Kicking off in his early teens, Astronautalis worked his way across the country before calling it quits.

“Battling has a pretty shallow creative glass ceiling,” Astronautalis said. “There are only so many times you can sign up to have some dudes call you gay over and over again.”

Astronautalis used to hone his freestyling skills by having his friends give him unconventional topics to rap about. When he quit battling for songwriting, he evolved that practice technique into part of his nightly performances.

“I take topics from the audience to freestyle about. I ask that they’re things that people don’t usually rap about,” Astronautalis said. “I take these disparate elements and try to make a story out of them.”

Astronautalis asks for around five subjects that no one has ever rapped about before — adding that “there are already so many awesome songs about cars and guns and butts and the stanky leg” — and then composes an impromptu narrative involving the topics over Top 40 rap beats.

The crowds get pretty into this exercise, urging Astronautalis to spitball about topics like Nicolas Cage, quantum physics and necromancy.
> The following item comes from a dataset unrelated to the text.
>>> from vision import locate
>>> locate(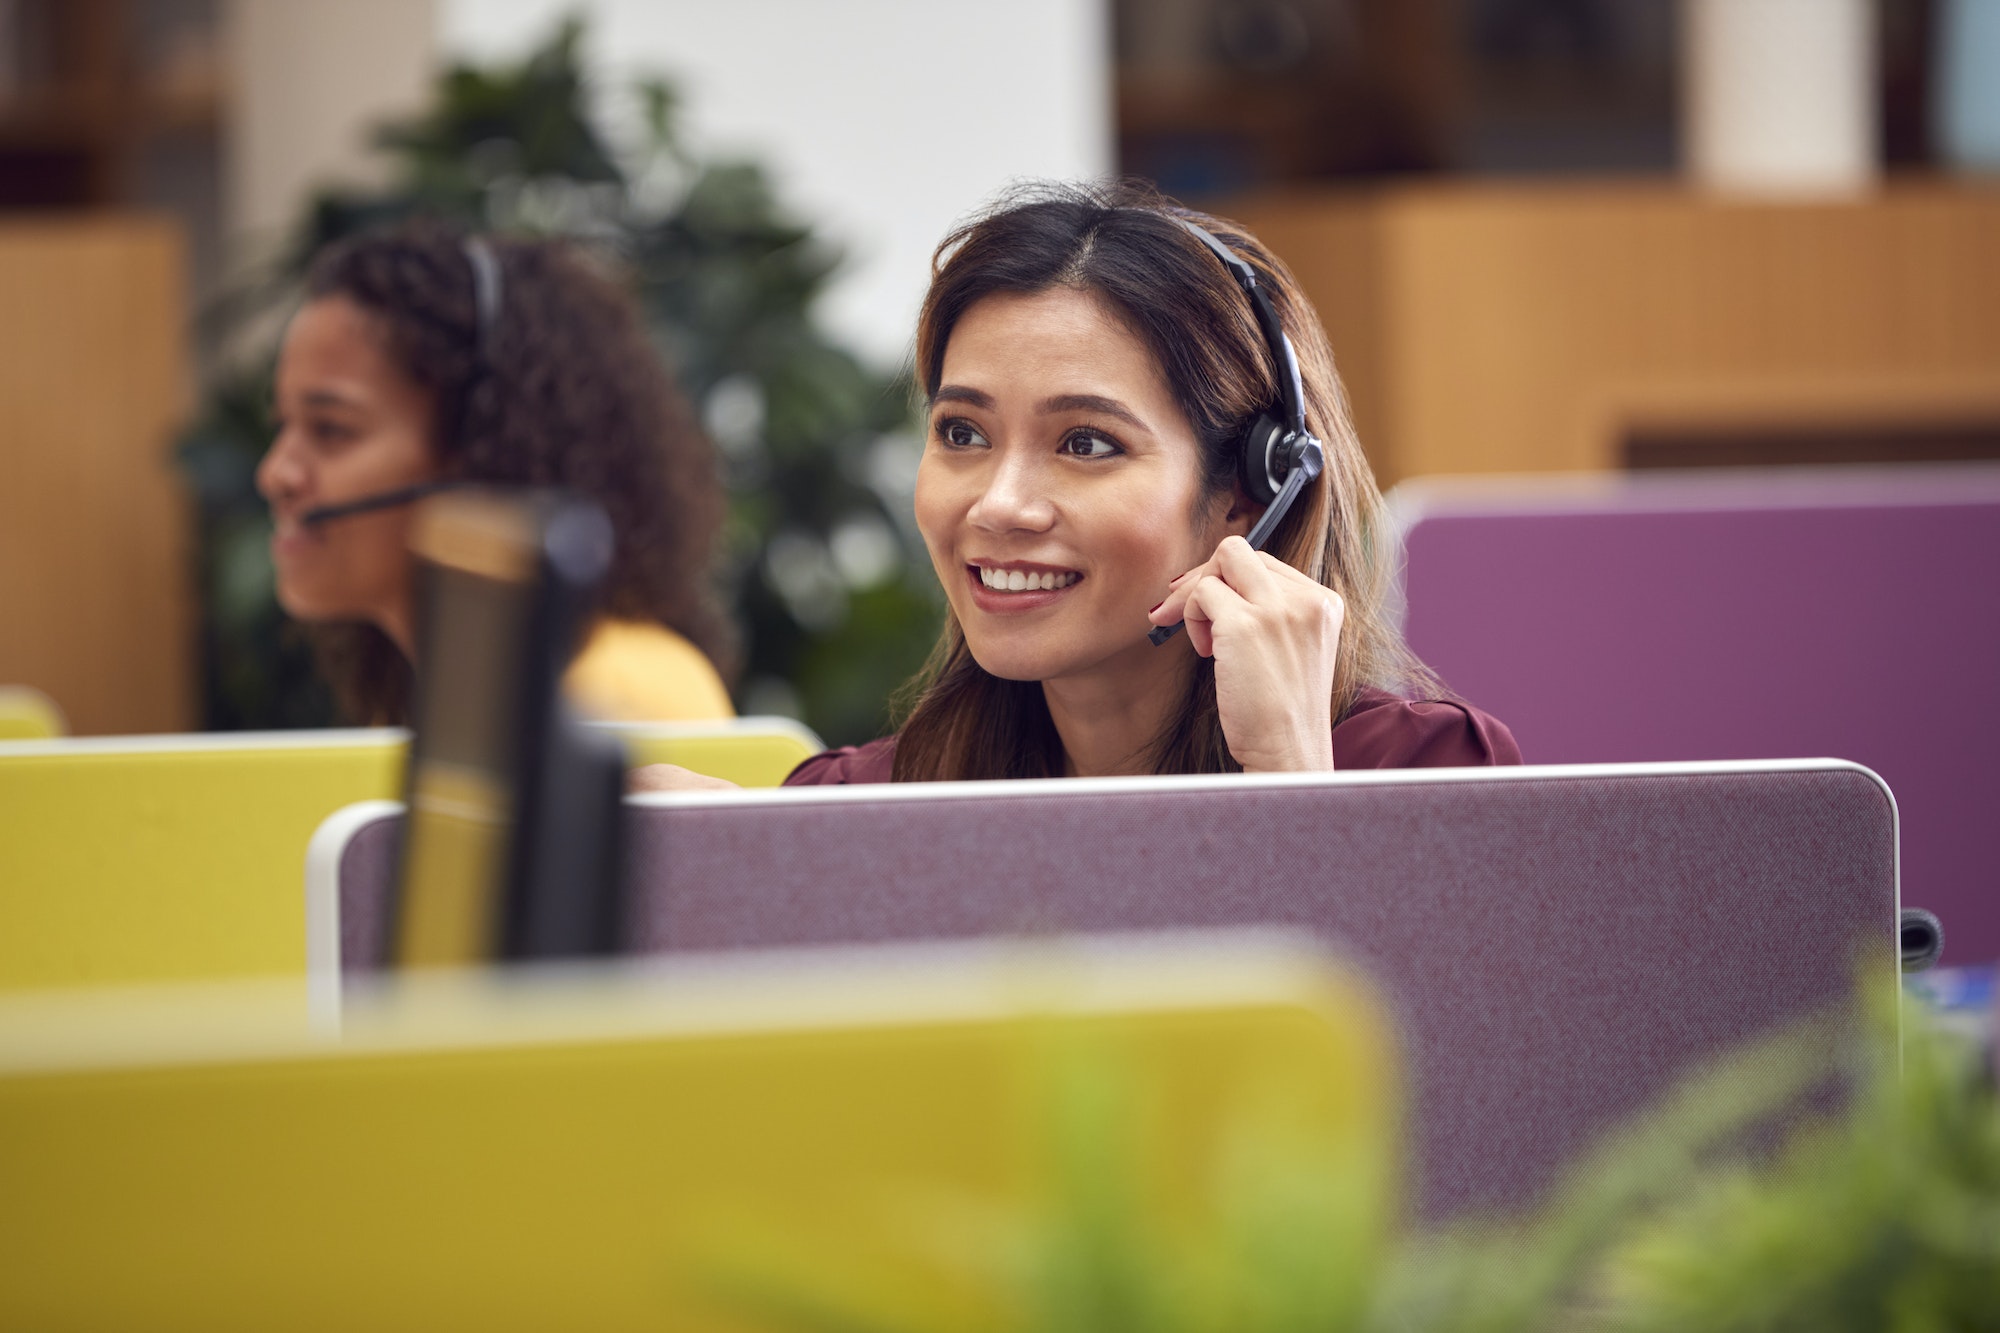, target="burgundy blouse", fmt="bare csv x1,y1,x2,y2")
784,687,1521,785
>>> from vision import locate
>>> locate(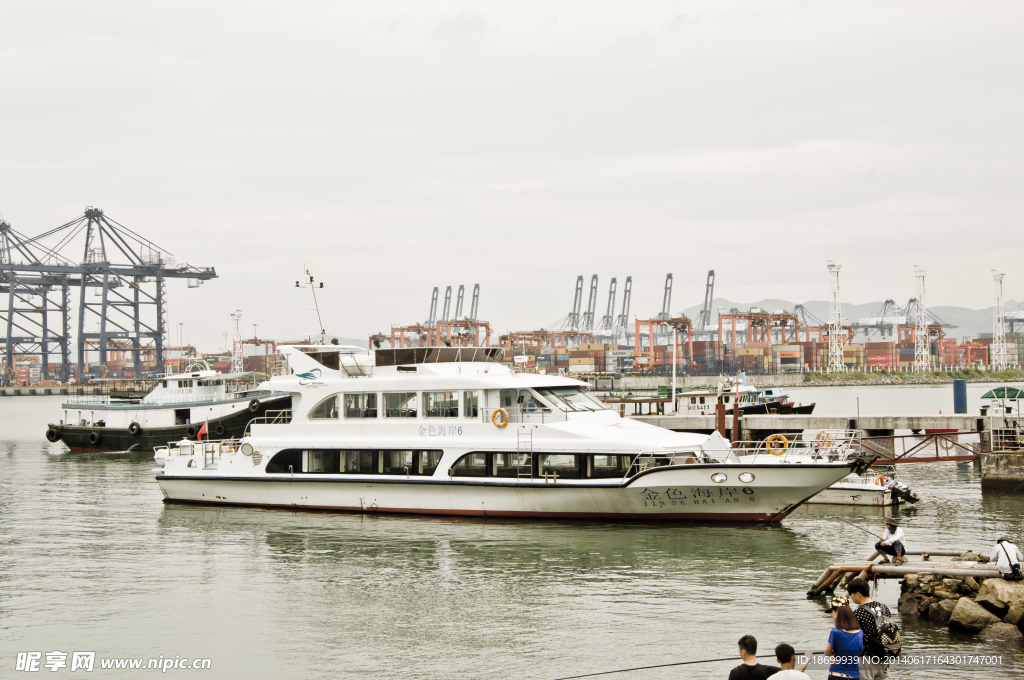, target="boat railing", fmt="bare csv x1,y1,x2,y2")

“There’s always something about zombies,” he said.

Astronautalis traces this freestyling back to his roots in Jacksonville, Fla.

“It’s like old southern drunkard storytelling throughout the whole thing,” he said. “That’s a gigantic part of my culture.”

Astronautalis’ songwriting also draws on storytelling. Over piano- and guitar-driven beats, he weaves stories about the Revolutionary War, making out behind vending machines and cryogenic freezing.

Like battling, he says, rapping about science and history can be one-dimensional.

“When you get into that nerd-core and joke rap, it’s basically just like a book report,” he said.

Astronautalis tries to look a little bit deeper. His writing process is the antithesis of freestyle — long and slow, filled with years of research. However, he strives to make his work to come off more like a song than a TED Talk by incorporating intricate rhyme schemes and sing-a-long choruses.

“When you read these stories, there’s a lot of amazing drama there. That’s the heart of a lot of good art. It’s all there.”